The project’s researchers pursued several lines of investigation, both at a basic and a clinical level. Over a four-year period, they contributed to 40 research publications and there are more to come.
“The most immediate impact will be on diagnosis,” says Gasparre. “As a large fraction of patients have not yet received a genetic diagnosis for their mitochondrial disease, the discovery of novel disease-associated genes that MEET accomplished will aid genetic analyses and diagnostic procedures, and speed up therapeutic choice.”
MEET also aimed to advance understanding of mitochondrial disease by training a new generation of young researchers. The training focused on helping to bridge the gap between basic and applied research in mitochondrial medicine.
Working with patients
MEET supported 11 PhD students and three postdoctoral researchers through the EU’s Marie SkÅ‚odowska-Curie funding programme. With the aim of developing a European community of mitochondrial researchers, each fellow was based at one of the nine academic and industrial partners and also participated in an extensive programme of training and secondments.

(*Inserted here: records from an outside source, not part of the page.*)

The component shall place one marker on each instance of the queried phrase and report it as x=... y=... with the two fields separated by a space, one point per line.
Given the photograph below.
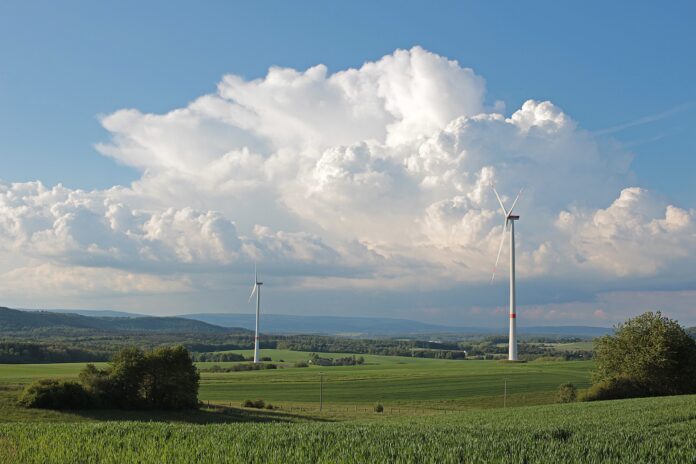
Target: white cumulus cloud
x=379 y=172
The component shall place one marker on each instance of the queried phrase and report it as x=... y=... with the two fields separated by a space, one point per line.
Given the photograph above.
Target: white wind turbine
x=257 y=290
x=509 y=218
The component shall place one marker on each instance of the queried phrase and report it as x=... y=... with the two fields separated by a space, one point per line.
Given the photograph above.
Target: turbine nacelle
x=508 y=216
x=257 y=284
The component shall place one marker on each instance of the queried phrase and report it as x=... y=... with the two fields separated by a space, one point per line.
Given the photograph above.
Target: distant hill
x=367 y=326
x=93 y=312
x=13 y=320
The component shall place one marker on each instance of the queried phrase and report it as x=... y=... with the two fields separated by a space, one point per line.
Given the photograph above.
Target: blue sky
x=624 y=71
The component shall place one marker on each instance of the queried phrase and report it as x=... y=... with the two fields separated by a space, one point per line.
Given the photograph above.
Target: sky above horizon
x=150 y=154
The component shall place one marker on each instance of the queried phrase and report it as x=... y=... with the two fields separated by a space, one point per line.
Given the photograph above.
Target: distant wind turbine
x=257 y=290
x=509 y=218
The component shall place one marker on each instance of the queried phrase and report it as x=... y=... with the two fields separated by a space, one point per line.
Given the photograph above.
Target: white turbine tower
x=509 y=218
x=257 y=290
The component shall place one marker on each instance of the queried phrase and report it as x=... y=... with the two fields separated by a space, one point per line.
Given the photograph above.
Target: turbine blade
x=502 y=242
x=505 y=213
x=515 y=202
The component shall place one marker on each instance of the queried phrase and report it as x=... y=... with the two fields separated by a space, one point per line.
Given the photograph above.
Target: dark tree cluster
x=164 y=378
x=649 y=355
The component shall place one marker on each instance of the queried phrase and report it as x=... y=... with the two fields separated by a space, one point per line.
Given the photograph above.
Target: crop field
x=631 y=431
x=390 y=380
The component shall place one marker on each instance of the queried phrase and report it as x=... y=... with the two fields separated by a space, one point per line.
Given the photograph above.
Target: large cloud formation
x=377 y=174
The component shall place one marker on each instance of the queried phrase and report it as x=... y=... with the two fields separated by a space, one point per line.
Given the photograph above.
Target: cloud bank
x=372 y=177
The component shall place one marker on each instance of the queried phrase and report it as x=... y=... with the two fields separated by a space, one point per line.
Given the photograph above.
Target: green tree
x=651 y=353
x=126 y=372
x=171 y=379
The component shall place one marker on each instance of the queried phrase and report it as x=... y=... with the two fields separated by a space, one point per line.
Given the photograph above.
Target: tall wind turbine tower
x=509 y=218
x=257 y=290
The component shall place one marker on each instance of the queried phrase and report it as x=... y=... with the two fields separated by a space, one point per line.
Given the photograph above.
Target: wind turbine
x=509 y=218
x=257 y=290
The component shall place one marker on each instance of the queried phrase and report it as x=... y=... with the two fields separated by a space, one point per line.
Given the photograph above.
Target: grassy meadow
x=397 y=382
x=435 y=411
x=646 y=430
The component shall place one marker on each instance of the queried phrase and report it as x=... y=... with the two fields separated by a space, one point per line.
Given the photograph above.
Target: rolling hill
x=13 y=320
x=375 y=326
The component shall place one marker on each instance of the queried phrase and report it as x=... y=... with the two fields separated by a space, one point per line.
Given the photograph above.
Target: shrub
x=567 y=393
x=616 y=389
x=55 y=394
x=648 y=355
x=170 y=379
x=165 y=378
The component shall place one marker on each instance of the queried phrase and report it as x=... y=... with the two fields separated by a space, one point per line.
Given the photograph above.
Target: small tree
x=651 y=353
x=567 y=393
x=170 y=379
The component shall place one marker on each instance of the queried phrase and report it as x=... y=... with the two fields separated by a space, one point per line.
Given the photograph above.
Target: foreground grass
x=630 y=431
x=397 y=382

Alongside the scientific training, the fellows learned how to write proposals for EU funding, commercialise research innovations and communicate scientific information. The latter was especially important as building links between researchers and patients was central to the project.
“Usually the patient is considered as someone external to research activities,” says project manager Serena Paterlini, who also supervised MEET’s outreach work. “On the contrary, the MEET consortium wanted to put patients in the centre. We brought researchers out from their labs and put patients into the labs. For many of our fellows it was the first time they really had contact with someone suffering from the diseases they were researching.”

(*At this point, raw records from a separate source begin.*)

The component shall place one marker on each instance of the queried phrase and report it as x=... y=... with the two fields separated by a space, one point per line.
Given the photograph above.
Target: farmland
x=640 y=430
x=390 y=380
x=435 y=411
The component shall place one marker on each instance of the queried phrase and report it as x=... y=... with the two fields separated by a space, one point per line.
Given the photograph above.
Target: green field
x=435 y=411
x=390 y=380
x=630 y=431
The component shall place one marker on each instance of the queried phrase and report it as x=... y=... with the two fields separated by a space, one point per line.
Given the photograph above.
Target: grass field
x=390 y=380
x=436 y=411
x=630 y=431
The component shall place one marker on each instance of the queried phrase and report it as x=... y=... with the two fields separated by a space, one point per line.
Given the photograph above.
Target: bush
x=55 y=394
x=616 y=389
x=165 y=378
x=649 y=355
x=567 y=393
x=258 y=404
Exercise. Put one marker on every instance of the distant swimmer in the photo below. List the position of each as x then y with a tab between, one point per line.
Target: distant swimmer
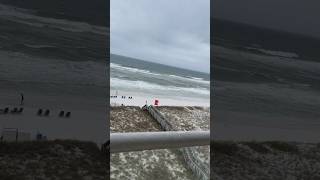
22	99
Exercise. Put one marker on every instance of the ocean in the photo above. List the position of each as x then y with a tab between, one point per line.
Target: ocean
152	79
266	84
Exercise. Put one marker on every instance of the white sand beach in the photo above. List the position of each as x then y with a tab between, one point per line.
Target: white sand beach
139	99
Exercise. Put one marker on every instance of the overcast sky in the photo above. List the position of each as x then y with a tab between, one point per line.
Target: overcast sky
171	32
300	16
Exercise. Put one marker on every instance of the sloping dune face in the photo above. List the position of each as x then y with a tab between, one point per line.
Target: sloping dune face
149	164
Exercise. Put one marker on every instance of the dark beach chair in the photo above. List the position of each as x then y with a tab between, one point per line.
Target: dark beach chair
20	110
6	110
68	114
15	110
39	112
61	113
47	112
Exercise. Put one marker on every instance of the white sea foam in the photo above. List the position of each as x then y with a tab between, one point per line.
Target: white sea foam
164	76
276	53
145	86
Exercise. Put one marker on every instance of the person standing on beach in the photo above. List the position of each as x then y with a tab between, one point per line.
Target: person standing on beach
22	99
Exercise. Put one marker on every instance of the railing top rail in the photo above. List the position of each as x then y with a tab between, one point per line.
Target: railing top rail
138	141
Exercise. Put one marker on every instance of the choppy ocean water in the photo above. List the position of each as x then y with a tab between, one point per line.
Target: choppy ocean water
132	75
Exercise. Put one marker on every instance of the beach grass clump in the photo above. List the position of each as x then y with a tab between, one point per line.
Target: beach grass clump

The project has produced videos some with a commentary in sign language and a colouring book to help children understand mitochondrial disease. Patients and their families were invited to suggest project activities through the MEET website. And on their own initiative, the research fellows raised over €3 000 for the International Mito-Patients (IMP) charity to help develop a standard therapy for muscular pain in mitochondrial disease.
A diagnosis for better treatments
The MEET fellows now have the tools to build their own careers in academia or industry. “They know they had a great opportunity,” Paterlini says. “It was not a normal PhD programme but something extraordinary.”
Although the project has finished, the partners are seeking funds to continue the training. Unfortunately, says Gasparre, there is no specific programme to guarantee continuity for successful projects and the researchers that benefit from them.
“Four years may not be long enough to witness a young scientist blossom, and in the consortium’s opinion initiatives promoting continuity would be more than welcome,” he adds.